Last week I was relatively optimistic, but the stock market is 1% lower this week. It doesn’t look like it’s headed down, but it doesn’t appear to be in recovery mode yet, either. Actually, the market dropped almost 4% between the close on Oct 31 and the open on Nov 1. The climb since then has been steady, which is exactly what seasonality would predict.
Momentum this week has continued to improve, but is still not greater for stocks compared to bonds. In fact, bond yields fell quite a bit over the past week, as investors looked to bonds for a safe haven. Bond values rose more than 1.6% over the past week. In a portfolio split between stocks and bonds (and cash), bonds continue to appear more favourable. Asset rotation, however, continues to prefer gold (IGT), with small caps, then emerging markets, showing well.

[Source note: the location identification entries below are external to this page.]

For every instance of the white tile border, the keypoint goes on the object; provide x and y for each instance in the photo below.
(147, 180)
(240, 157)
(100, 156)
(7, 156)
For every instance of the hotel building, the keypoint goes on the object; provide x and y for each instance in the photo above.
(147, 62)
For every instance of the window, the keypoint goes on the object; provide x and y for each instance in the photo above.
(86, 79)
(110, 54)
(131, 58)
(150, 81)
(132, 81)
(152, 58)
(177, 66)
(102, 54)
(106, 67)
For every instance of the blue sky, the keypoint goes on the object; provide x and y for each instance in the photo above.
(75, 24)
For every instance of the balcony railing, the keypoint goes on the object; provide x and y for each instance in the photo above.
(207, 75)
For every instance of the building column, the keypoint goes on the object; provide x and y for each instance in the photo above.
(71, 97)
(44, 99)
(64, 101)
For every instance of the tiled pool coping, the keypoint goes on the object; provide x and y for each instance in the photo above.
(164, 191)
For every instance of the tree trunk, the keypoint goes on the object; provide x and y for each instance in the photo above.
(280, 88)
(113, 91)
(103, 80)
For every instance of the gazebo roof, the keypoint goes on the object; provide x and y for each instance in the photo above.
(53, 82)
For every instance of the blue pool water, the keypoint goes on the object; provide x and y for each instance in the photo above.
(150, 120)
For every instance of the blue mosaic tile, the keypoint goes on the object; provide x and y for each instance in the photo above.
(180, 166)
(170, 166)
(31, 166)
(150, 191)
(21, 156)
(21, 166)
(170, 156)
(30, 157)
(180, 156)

The economy looks less certain than in the past. This isn’t new news, of course. Newspaper headlines continue to magnify every problem and hiccup. On balance, that entails far less risk than ignoring the problems, while headlines encourage everyone to invest in the latest hot pick. Inflation, at 3.2%, is higher than the Bank of Canada’s target band between 1% and 3%. Even inflation expectations have crept up over 2%, which is worrisome. At least the term spread is steep enough to be profitable for banks.

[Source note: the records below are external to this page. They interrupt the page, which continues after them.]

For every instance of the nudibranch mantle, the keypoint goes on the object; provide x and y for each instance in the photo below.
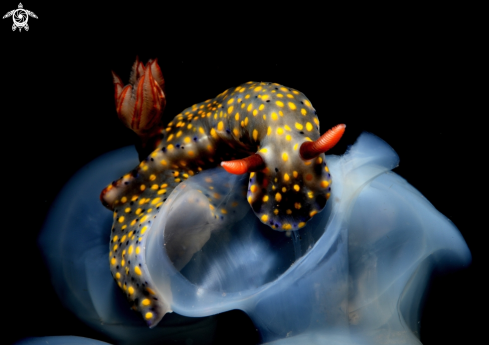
(267, 120)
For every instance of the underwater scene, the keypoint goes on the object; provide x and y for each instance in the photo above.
(344, 213)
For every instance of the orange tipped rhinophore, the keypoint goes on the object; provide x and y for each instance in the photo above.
(245, 165)
(141, 103)
(312, 149)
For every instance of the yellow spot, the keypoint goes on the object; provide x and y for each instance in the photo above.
(278, 197)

The stock market continues to appear slightly undervalued. My fair value calculation gives a range between 9,800 (extreme pessimism) and 16,400 (extreme optimism). The upper range continues to rise as earnings are reported. The market value was near this upper limit while the market recovered from the 2008-2009 crash, but is currently very near the mid-point. I think that it optimism will need to become widespread before the market produces very good growth.